Âgé de 86 ans, Hermann livre le 41e tome de Jeremiah, sa série culte. Est-ce bien raisonnable ?
Hermann Huppe est un très grand et très vieux monsieur de la bande dessinée franco-belge. Le créateur de Bernard Prince, de Comanche ou des Tours de Bois-Maury a enchanté ma jeunesse. Créée en 1979, Jeremiah est sa plus longue série.
Dans un monde post-apocalyptique livré à la barbarie, Jeremiah et son pote Kurdy tentent de survivre. Au fil des tomes, le gentil et naïf blondinet a pris de l’assurance. Le tandem joue désormais les redresseurs de torts.
Que dire ? J’avoue avoir aimé Jeremiah, les vingt premiers tomes étaient même souvent très bons. Hélas, le scénario du tome 41 est confus à souhait et le dessin, qui abuse des effets de brume grisâtre, n’aide pas le lecteur égaré à se repérer dans l’intrigue. Chargés de livrer un mystérieux étui, nos héros découvrent une petite ville soumise aux caprices de deux frères psychopathes. Les villageois sont terrorisés, les nervis des parrains locaux tuent sans pitié les récalcitrants. Ce pitch est, peu ou prou, la trame de tous les derniers albums.
Jadis éblouissant, le trait d’Hermann a perdu de sa superbe. Les visages sont inégaux, les décors minimalistes, mais les gueules des seconds rôles sont travaillées, l’atmosphère reste bien rendue et l’ensemble demeure agréable à lire.

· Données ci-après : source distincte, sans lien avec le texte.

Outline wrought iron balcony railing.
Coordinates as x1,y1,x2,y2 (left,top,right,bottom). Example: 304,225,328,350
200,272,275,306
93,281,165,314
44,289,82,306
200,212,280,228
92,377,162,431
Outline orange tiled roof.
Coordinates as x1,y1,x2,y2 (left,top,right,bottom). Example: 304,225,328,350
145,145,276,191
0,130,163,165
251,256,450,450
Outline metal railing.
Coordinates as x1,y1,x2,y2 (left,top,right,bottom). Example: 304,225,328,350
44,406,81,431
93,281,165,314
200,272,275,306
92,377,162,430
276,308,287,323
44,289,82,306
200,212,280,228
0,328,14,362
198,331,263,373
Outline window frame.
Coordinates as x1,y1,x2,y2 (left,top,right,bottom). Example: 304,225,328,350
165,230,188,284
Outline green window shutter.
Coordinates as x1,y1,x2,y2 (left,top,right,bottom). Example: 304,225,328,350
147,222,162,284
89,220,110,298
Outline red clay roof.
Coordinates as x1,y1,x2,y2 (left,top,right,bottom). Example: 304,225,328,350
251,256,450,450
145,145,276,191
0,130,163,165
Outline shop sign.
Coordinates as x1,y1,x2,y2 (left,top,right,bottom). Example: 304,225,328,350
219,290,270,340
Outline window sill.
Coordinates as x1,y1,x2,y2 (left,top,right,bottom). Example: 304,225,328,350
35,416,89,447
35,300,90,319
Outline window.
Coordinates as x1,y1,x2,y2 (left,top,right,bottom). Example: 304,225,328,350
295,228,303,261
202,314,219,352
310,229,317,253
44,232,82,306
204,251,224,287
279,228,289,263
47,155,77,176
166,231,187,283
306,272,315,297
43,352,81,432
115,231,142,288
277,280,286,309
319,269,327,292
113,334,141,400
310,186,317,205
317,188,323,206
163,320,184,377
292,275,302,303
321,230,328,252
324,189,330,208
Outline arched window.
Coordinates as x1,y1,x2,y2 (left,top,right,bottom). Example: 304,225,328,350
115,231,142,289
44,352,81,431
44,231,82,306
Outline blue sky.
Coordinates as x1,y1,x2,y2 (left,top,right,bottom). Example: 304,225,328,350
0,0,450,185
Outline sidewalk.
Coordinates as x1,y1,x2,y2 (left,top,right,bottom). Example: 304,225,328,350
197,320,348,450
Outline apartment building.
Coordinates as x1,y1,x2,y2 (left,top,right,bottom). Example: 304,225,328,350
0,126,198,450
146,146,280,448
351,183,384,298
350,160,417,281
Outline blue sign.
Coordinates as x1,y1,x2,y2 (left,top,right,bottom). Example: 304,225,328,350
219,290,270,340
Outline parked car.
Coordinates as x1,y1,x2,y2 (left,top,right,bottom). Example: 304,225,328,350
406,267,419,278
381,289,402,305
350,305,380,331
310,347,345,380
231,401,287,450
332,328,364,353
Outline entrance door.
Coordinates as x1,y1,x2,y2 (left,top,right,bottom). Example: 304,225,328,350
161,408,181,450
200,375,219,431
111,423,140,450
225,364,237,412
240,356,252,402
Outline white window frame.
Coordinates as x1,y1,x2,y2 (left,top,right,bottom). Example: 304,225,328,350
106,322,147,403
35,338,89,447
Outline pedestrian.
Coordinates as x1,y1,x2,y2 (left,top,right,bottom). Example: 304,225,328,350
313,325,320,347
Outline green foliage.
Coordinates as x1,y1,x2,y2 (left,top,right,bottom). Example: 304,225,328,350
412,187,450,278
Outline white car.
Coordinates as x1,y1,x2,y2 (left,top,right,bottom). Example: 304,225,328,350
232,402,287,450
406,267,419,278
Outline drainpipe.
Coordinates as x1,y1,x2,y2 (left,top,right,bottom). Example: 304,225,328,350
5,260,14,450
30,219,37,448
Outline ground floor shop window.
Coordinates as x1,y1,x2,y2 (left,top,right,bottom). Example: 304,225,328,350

Dans un style très différent, il rappelle le 31e et dernier album de Yoko Tsuno, une autre série interminable, dont le créateur, Roger Leloup, vient de fêter ses 90 ans. La vieillesse n’est donc pas toujours un naufrage, car si la créativité et dessin se sont émoussés, Leloup et Hermann partagent le même amour de leur métier et la volonté de poursuivre. C’est honorable, même si le néophyte privilégiera les anciens albums.